Migration, member management and a members website
We started working with the Green Party of England and Wales in 2009. Our initial focus was on streamlining their membership sign up and renewal, which contributed to a dramatic increase in membership in the following years.
Once membership improvements were bedded in, we set to work on a number of further improvements to their back end processes, in partnership with others in the CiviCRM community.
Third Sector Design took the lead, working in partnership with Tech to the People who provided hosting, and Fuzion who brought their experience of implementing CiviCRM at the Green Parties of New Zealand, Australia and in other countries.
The initial migration to CiviCRM was fairly involved, requiring substation clean up and transformation of data before import, and a not insignificant amount of head-scratching to ensure we were taking best advantage of CiviCRM's toolkit at the time.
Once the initial migration was complete, and the membership and sign up and renewal bedded in, we started work on a private members website for internal party communication and organisation.

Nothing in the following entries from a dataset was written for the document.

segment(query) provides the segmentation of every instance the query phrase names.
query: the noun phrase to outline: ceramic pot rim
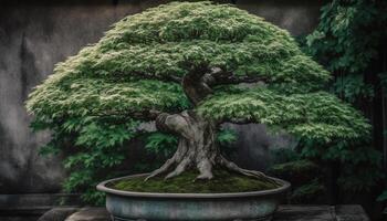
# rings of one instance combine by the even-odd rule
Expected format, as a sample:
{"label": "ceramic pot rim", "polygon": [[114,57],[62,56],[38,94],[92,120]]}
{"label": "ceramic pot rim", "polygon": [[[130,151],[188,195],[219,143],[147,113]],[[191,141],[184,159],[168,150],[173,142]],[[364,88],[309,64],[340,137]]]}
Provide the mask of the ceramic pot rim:
{"label": "ceramic pot rim", "polygon": [[134,191],[124,191],[116,190],[113,188],[106,187],[107,183],[114,182],[121,179],[145,177],[149,173],[132,175],[119,178],[109,179],[97,185],[96,189],[108,194],[123,196],[123,197],[137,197],[137,198],[195,198],[195,199],[218,199],[218,198],[244,198],[244,197],[262,197],[262,196],[272,196],[278,193],[283,193],[289,190],[291,183],[279,179],[270,177],[275,181],[281,183],[281,187],[271,189],[271,190],[261,190],[261,191],[250,191],[250,192],[224,192],[224,193],[163,193],[163,192],[134,192]]}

The members website, built with Drupal, was tightly integrated with CiviCRM allowing us to control access to the site based on regional and local party affiliation which was automatically calculated based on the member's postcode.
Along the way, the Greens have been able to contribute back to CiviCRM in a number of ways, including: funding an integration with Mapit (mySociety's public API that can be used to look up UK administrative political data from postcodes); and contributing to the SmartDebit CiviCRM integration, originally written by Veda consulting and now improved by Matt Wire.

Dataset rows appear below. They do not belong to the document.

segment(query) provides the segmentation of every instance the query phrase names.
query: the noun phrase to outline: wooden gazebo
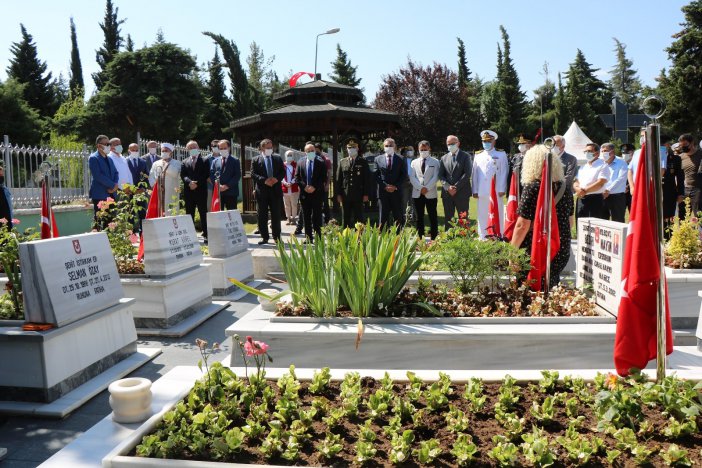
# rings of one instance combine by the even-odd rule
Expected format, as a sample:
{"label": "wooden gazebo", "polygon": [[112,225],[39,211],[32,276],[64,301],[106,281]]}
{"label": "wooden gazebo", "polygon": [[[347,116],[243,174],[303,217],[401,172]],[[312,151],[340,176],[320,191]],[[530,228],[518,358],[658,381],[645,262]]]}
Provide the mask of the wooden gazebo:
{"label": "wooden gazebo", "polygon": [[[286,89],[274,97],[281,107],[250,115],[232,122],[241,148],[258,147],[264,138],[274,145],[283,143],[302,149],[306,141],[328,143],[332,147],[334,173],[338,164],[339,144],[351,138],[364,142],[392,136],[400,127],[394,112],[367,107],[363,93],[352,86],[315,80]],[[241,158],[244,211],[255,211],[252,197],[250,161]]]}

In 2013, as part of Third Sector Design's restructure, we handed over ongoing support and mantainence of the site to Circle Interactive. Peter McAndrew, who had been working for us as a project manager and developer, took a job as Head of Digital at the Green Party.
Though we are not directly involved with the Greens at this time, the project is still going strong and, we think it is a great example of the way in which different organisations with complimentary skills can collaborate on CiviCRM.